Two of our most beloved things here at Northwest Chiropractic Center are dogs and hiking.  What a better way to end your summer than to take your furry friends on some lovely walks through our Cascade Mountains. One of our favorites is Mt. Si, located in North Bend, Washington, just a 45 minute drive from Federal way.  Not for the faint of heart, this hike is 4 miles each way and climbs 4,167 feet.  If you bring your dogs along be sure to pack some water and a portable dog dish.  They will definitely need a drink along the way and at the top.

The hike begins at the Mount Si Natural Resources Conservation Area parking lot. It climbs from a low-elevation conifer forest to the vestiges of an old burn, now becoming a new forest of firs. The fire dates back to 1910 when Mount Si burned for weeks.

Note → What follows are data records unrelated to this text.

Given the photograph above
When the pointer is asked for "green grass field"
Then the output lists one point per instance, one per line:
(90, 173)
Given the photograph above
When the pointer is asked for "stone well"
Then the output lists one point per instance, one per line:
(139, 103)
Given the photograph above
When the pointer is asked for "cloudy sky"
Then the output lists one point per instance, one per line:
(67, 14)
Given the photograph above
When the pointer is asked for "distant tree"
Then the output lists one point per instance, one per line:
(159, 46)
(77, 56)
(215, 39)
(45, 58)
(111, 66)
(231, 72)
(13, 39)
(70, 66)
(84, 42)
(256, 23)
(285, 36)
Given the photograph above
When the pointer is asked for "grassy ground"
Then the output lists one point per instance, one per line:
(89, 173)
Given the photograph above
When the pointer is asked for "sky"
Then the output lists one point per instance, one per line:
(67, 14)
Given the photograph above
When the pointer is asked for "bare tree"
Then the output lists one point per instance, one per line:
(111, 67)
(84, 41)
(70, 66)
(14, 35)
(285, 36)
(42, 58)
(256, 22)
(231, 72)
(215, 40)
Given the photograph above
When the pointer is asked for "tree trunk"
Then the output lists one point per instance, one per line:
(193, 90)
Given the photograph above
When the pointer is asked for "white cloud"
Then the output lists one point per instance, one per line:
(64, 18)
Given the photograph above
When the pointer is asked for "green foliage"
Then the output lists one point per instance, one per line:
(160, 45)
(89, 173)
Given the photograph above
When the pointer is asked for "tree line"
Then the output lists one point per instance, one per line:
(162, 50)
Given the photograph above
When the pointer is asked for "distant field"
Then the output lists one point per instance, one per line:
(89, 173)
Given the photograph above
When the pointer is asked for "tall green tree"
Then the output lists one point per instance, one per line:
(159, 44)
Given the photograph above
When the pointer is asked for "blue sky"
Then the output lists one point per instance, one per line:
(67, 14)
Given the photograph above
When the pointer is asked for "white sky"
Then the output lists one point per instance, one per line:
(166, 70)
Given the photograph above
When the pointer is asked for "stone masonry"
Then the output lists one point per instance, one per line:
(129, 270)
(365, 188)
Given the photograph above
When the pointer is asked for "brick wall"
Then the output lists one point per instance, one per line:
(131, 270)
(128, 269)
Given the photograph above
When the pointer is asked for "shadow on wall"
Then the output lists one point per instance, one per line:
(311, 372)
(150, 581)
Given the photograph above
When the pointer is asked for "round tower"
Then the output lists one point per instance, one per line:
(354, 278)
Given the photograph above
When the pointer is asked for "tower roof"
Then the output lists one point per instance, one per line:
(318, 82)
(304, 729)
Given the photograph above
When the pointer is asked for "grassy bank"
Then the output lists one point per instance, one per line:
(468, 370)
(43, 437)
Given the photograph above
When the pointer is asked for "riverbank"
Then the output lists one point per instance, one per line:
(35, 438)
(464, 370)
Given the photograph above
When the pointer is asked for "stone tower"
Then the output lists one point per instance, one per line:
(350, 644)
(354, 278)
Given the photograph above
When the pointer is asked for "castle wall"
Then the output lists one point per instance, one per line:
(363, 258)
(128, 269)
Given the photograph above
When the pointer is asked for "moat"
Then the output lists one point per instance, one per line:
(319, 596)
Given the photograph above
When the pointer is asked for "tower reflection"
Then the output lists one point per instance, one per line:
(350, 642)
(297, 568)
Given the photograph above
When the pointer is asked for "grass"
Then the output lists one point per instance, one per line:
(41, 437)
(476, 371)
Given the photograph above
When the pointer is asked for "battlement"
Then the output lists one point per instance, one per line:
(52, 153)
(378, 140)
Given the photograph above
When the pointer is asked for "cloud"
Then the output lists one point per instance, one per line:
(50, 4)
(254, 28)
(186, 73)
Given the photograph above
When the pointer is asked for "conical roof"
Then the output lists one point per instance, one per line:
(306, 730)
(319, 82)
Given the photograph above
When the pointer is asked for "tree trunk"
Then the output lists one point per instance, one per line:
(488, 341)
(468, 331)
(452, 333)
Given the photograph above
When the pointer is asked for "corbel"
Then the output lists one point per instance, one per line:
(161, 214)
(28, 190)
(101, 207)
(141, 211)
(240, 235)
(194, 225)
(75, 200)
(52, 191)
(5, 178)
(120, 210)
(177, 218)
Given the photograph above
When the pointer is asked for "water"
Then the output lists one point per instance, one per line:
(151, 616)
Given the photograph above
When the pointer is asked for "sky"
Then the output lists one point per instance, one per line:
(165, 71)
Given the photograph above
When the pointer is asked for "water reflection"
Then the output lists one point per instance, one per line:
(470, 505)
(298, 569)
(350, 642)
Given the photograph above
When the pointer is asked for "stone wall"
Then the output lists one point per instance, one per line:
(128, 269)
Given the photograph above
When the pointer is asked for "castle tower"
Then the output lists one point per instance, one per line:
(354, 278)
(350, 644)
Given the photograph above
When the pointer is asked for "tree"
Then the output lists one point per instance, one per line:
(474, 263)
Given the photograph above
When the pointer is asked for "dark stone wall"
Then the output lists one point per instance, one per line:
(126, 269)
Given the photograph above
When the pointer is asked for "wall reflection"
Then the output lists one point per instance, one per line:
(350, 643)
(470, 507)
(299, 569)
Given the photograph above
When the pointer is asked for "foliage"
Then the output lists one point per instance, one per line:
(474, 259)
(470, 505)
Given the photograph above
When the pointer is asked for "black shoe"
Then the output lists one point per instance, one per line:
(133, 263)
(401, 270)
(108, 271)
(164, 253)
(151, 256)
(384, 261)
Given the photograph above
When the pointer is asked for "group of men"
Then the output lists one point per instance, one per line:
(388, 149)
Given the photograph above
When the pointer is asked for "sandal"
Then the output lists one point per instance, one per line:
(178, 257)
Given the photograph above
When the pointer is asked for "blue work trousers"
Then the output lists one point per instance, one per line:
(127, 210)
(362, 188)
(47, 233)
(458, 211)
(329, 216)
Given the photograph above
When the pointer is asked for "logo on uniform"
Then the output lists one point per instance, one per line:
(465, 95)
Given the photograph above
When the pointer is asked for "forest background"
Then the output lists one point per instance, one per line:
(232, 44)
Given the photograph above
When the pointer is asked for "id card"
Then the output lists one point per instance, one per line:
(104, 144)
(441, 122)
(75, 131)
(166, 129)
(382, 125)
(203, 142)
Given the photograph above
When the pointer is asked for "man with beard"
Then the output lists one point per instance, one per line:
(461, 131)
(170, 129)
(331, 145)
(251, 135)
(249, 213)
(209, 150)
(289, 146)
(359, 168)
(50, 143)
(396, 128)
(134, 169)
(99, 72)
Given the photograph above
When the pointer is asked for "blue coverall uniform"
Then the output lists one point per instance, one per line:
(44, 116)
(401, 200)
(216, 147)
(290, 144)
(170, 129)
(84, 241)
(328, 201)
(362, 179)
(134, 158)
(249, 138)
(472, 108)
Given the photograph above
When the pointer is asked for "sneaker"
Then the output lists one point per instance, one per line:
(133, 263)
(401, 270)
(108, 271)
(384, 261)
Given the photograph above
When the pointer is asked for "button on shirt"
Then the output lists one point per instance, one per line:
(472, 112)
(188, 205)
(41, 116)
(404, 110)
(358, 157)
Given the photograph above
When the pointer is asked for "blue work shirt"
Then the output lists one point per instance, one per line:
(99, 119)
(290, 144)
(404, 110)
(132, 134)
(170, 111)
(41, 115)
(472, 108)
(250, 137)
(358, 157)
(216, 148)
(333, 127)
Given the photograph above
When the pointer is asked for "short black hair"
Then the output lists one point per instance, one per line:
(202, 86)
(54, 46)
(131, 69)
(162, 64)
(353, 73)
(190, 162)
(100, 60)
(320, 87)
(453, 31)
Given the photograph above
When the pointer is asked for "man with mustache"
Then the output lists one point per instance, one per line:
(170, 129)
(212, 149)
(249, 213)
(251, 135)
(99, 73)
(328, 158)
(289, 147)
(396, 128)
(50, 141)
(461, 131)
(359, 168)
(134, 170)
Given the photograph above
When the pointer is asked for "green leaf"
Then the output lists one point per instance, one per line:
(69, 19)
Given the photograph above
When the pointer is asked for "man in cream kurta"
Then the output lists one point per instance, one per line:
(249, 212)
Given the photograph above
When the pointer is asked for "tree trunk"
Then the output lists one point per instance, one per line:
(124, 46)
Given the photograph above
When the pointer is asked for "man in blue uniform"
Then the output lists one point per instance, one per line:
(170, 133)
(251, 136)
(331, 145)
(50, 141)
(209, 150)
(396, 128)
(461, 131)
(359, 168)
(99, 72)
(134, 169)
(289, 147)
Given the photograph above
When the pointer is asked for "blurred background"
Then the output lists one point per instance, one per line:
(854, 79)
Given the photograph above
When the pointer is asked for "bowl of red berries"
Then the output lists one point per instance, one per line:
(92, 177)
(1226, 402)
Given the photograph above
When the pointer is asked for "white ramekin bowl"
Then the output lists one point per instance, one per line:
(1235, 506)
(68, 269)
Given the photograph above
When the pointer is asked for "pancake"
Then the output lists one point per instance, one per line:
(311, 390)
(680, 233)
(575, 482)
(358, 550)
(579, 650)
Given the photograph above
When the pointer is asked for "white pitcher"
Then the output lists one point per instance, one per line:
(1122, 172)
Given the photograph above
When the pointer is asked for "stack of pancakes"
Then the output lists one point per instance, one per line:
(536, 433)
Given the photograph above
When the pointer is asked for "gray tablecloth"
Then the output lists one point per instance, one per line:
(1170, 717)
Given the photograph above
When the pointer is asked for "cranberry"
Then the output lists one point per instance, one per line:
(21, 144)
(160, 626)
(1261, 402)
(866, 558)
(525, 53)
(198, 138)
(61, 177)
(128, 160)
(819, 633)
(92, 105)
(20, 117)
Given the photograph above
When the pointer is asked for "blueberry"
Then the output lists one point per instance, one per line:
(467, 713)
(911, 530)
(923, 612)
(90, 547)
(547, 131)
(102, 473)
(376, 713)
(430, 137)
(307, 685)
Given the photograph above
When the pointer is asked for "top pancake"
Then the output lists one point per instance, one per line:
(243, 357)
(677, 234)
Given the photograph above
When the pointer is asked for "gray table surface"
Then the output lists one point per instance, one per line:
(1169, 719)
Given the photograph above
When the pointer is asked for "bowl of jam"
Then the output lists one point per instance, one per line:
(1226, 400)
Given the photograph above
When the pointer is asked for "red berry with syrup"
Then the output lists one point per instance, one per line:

At 1,600 feet (about a mile) you come to an obvious stopping place, a rocky area with a view to the valley and Interstate 90. Another obvious rest stop is reached at about 1,750 feet with benches. Snag Flats is reached in another 3/4 mile at about 2,100 feet, the only level section of trail you’ll encounter. Just before Snag Flats, a short path descends to a stream, a cool place to rest on a hot day. It is about 2 1/2 more miles to Haystack Basin at about 3,900 feet (four miles total).

There are plenty of good rocky perches and benches below the Haystack. From the base of the Haystack there are views more than 3,000 feet straight down to the valley and I-90, as well as out to the Olympic Mountains and Seattle. The Haystack is a short scramble from there and is moderate class 2/3. In the winter it can be a good mixed/ice climb.

In addition you can find more dog-friendly hikes at http://www.trails.com/activity.aspx?area=13714

Marty and Lucy
Marty and Lucy

Mt. Peak/Pinnacle Peak/Mt. Pete (local hikes series)

Bench dedicated to Jon Nichols at the base of Mt. Peak.

Bench dedicated to Jon Nichols at the base of Mt. Peak.

This trail is about 2 miles round trip and located in Enumclaw around the King County Fairgrounds. It is steep and relatively short (it took me about 1 hour round trip) but offers a good challenge for the muscles and allows you to work up a sweat. The views from the top are not breathtaking, but are a nice reward for climbing up. At the bottom of the trail is a bench that is dedicated to the late Jon Nichols who died in April of 2009 after a courageous battle with cancer. At the top you will find a plaque in memory of his tenacious life.

Little Si (local hikes series)

Dr. Harlow hiking Little Si

Dr. Harlow hiking Little Si

Little Si: This is a fairly easy hike that begins and ends with a moderately steep climb. The Discover Pass is required to park here. This is around North Bend off I-90 at exit 32. The parking here is very difficult seeing it is a popular trail and there is not much parking to begin with. Weekends and sunny days require some luck or starting really early. The trail is 4.4 miles round trip. Along the way climbers are often scaling the rocks near the trail. The summit allows views of the Snoqualmie River Valley and is a great place to enjoy lunch or a snack before heading down. The downside is the terrain on this trail. Especially carrying my baby in the backpack, the rocky surfaces that need to be climbed and trees that need to be maneuvered around make it difficult and sometimes a bit questionable. Otherwise, Little Si is great for those not yet ready for nearby Mt. Si.

Twin Falls (local hikes series)

Twin falls hike

Twin falls hike

This is an easy to moderate trail depending on how far you go and what path you take. I started at the west trailhead off I-90 at exit 34 just east of North Bend. Be aware that you need the Discover Pass to park here. It is mostly wooded so it is a good hike for a hot day. There are many opportunities in the beginning to go down to the South Fork River. You will come across a junction where a right turn will lead you down to the rocks by the river where you can get a beautiful view of the falls. Turning left will put you on a trail that leads to a bridge above the falls. If you continue on for almost a mile more, you will have a moderately difficult hike which leads up to a gravel road. It is a nice hike but the scenery at the top is not too impressive. I did this hike with a baby on my back in a hiking pack and found it to be somewhat tiring but not too hard.